On Friday we reported that Don Mial, a Democratic candidate for Wake County commissioner in ’06, was seeking support to be state Rep. Linda Coleman’s replacement in House District 39 — Coleman is vacating the seat, two months after being re-elected, to take the job of personnel director in the new Perdue administration. We saw Mial last night at the Wake Democratic Men’s monthly meeting and he confirmed that his hat’s in that ring and he’s working hard.

But now, the plot thickens. We also heard last night that several other folks are interested in this seat. Prominent among them is Darren Jackson, an attorney who practices in Zebulon and who’s run twice before in the district — in ’02 and ’04 — both times with the Indy‘s support. Jackson confirmed today that he’s “going to give it a try” and is working the phones.

The district’s changed its shape a lot since Jackson first ran. Back in ’02, before the post-2000 reapportionment, Jackson won the Democratic primary but lost to Republican incumbent Sam Ellis in what was then a Republican-leaning district. Since reapportionment, though, the new district — now focused in eastern Wake County — has leaned Democratic, and in ’04 Jackson was defeated by Coleman, herself a former county commissioner, in the Democratic primary. Coleman went on to oust Ellis.

Coleman’s vacancy will be filled by a vote of Democratic officials who live in District 39. They include precinct chairs and vice chairs, elected officials, members of the state executive committee and board members of the state party and the Wake party–about 35 people in all, according to Wake Democratic Chair Doris Weaver.

Jackson said many of the District 39 precincts don’t have any chairs or vice chairs. (They’re “unorganized,” in the parlance.) And even in some that do, he added, the officers didn’t know Coleman’s plans until he called them. Others did know, however, and he wasn’t the first to contact a number of them. “I might be playing a little catch up,” he conceded.

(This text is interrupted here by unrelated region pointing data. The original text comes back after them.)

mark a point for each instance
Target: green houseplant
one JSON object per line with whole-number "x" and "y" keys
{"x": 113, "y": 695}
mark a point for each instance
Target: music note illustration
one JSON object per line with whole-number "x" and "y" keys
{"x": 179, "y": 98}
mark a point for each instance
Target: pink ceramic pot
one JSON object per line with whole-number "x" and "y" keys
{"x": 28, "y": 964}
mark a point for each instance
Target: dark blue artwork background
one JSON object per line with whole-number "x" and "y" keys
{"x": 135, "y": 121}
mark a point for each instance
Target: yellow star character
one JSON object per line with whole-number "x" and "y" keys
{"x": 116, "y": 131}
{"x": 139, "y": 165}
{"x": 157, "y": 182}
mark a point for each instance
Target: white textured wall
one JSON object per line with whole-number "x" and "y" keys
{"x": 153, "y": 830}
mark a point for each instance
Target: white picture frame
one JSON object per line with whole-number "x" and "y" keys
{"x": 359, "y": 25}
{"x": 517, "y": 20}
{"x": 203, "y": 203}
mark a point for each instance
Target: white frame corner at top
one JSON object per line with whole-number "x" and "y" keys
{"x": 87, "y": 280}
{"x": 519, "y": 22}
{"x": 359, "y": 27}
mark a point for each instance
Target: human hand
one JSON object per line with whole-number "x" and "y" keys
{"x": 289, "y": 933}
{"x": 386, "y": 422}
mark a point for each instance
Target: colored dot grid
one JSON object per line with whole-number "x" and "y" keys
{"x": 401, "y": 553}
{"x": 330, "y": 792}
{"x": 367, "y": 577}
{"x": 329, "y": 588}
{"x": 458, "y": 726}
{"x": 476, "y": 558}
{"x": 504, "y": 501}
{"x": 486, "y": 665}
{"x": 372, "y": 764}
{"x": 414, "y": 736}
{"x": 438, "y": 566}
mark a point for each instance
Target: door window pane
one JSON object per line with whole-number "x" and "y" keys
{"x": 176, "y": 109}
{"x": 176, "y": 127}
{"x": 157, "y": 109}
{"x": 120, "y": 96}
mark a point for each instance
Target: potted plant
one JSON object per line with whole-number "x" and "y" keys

Jackson’s a lifelong resident of the Wendell-eastern Wake County area whose family lives, he said, next door to his parents’ house. He worked his way through UNC-CH and Duke Law, but then wanted to come home — unlike most of his law school classmates, he noted. He’s got kids in the Wake schools and has been active with the East Wake Education Foundation board. His wife, who’s from Pennsylvania, shakes her head whenever they go out because he knows everybody in town, he said.

Issues he’s interested in? Well, Jackson said, given that the state is facing at a $3 billion-plus budget hole, “we’re probably looking at how to do no harm, or how to do the least harm in budget cuts.” But growth, and needed infrastructure investments –in roads and water — are the biggest concerns in eastern Wake, he said.

Then there’s Wake County Commissioner Lindy Brown, currently the commission’s vice chair. She was interested in Coleman’s seat too, several Democrats told us. Brown arrived late at the Dem Men’s meeting — the county commissioners met Monday and they ran long — and she said, when we asked her, that her interest is in finding the strongest replacement for Coleman … someone who can hold the seat in the 2010 elections. She suggested that she is that candidate. However, she said, she’s withdrawn her name from the list. But she added that many Democrats agree with her that she’d have the best chance in ’10 against the Republicans.

Weaver said two other men, whom she declined to name, contacted her about the vacancy but have not sent in their resumes as yet. Thus far, Mial and Jackson are the only active candidates. But Weaver said any District 39 official can nominate someone else when the time comes. And that time will be Jan. 22, 7 pm at the Goodwin House — Democratic headquarters — in Raleigh.